The release of the organization’s annual in-depth survey of state technology leaders offers an evolving view of the role, with insights on customer service, cost management strategies and performance management.
NASHVILLE, Tenn. — On the second full day of programming at the annual NASCIO conference, the organization, in conjunction with its partners Grant Thornton and CompTIA, released “The Responsive State CIO: Connecting to the Customer.”
The 2019 edition of the survey includes insights and analysis from in-depth interviews with CIOs and their designees from 49 states and territories. It’s a much different group from the last survey — nearly 40 percent of respondents were different from last year’s participants due to turnover that’s occurred, heightened by the changes in executive leadership brought about by the 2018 election cycle.
Among the chief takeaways offered by the report is a pivot on the part of previously more internally focused chief information officers toward a customer-centric approach. And the definition of customer is broad, extending beyond the citizens on the receiving end of government services to include internal customers in state agencies as well as partners in local government.
Panelist and Nebraska Chief Information Officer Ed Toner has adopted this mindset in his consolidated IT operation, using surveys and keeping in close contact with agencies that IT provides services to, reaching out for feedback to anyone rating their services lower than a four out of a possible five.
Asked by NASCIO Executive Director Doug Robinson whether the state has a chief customer officer, Toner’s response was revealing. “It’s me,” he said.

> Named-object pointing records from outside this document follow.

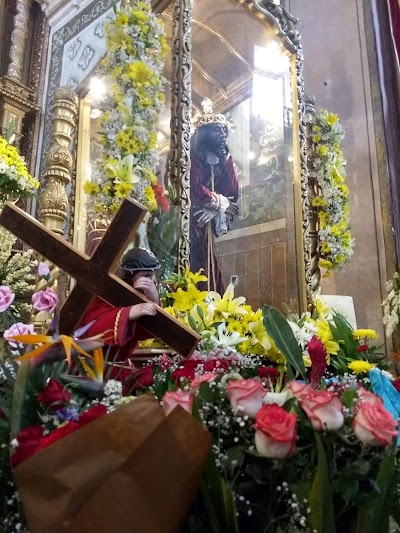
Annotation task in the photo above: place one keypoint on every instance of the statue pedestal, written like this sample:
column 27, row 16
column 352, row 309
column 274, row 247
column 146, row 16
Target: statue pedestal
column 341, row 304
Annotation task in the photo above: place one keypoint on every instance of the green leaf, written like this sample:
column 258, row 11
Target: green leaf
column 218, row 500
column 192, row 322
column 19, row 397
column 279, row 330
column 200, row 312
column 322, row 514
column 376, row 517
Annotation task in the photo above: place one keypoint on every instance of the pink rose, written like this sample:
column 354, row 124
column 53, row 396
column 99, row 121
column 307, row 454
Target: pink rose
column 43, row 270
column 6, row 297
column 246, row 395
column 46, row 300
column 373, row 424
column 18, row 329
column 323, row 408
column 172, row 399
column 276, row 432
column 205, row 378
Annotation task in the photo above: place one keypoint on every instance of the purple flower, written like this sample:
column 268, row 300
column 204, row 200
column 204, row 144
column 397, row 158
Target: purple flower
column 18, row 329
column 6, row 297
column 43, row 270
column 46, row 300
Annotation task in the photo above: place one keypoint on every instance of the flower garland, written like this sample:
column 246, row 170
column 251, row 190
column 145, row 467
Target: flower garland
column 18, row 275
column 132, row 69
column 391, row 306
column 336, row 243
column 15, row 180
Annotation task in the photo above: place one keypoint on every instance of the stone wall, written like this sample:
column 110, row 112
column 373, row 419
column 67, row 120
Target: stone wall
column 340, row 70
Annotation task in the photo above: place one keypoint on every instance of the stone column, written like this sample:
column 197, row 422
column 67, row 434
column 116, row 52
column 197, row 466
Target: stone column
column 53, row 200
column 18, row 39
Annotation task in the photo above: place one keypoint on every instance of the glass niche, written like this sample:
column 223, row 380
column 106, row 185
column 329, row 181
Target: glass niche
column 244, row 156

His approach is not unique among his peers. Three fourths of survey respondents said they have someone in the IT organization responsible for managing relationships with customer agencies. Of the remaining group, half are working on developing similar initiatives.
On a related note, the survey also offered insights on the growth of performance management efforts. More than half of survey participants reported that they had a formal program in place, normally led by the governor and cabinet. And while this practice is gaining ground in government, it’s not a key responsibility for the CIO: approximately 30 percent of state CIOs report playing a supporting role rather than a leading one.
Performance management within the IT office is gaining ground as well. Vermont CIO John Quinn and his agency built Power BI dashboards for agencies that help him provide granular data to agencies about what they’re paying for when it comes to IT services. “We can show them the cost per user which forces them to be very efficient,” he said.
Toner uses performance and survey data to hold his staff accountable as well. “Each of our teams have a goal that they must meet,” he explained. “They have to show how they’re going to improve.”
Another interesting finding involved the use of as-a-service technologies. Grant Thornton LLP Principal Graeme Finley noted a “significant uptick” in states considering the model. Ninety-two percent of states reported that their plans to deliver IT services in the next three years include expanded use of software-, platform-, infrastructure-, and other as-a-service delivery options.
In Vermont, Quinn cited procurement as a hurdle on the journey to using cloud services, though he remains optimistic about future as-a-service opportunities. In Nebraska, by contrast, the state has a shared data center, offering cloud services to localities all over the state. “We’ve really become the state cloud,” Toner said.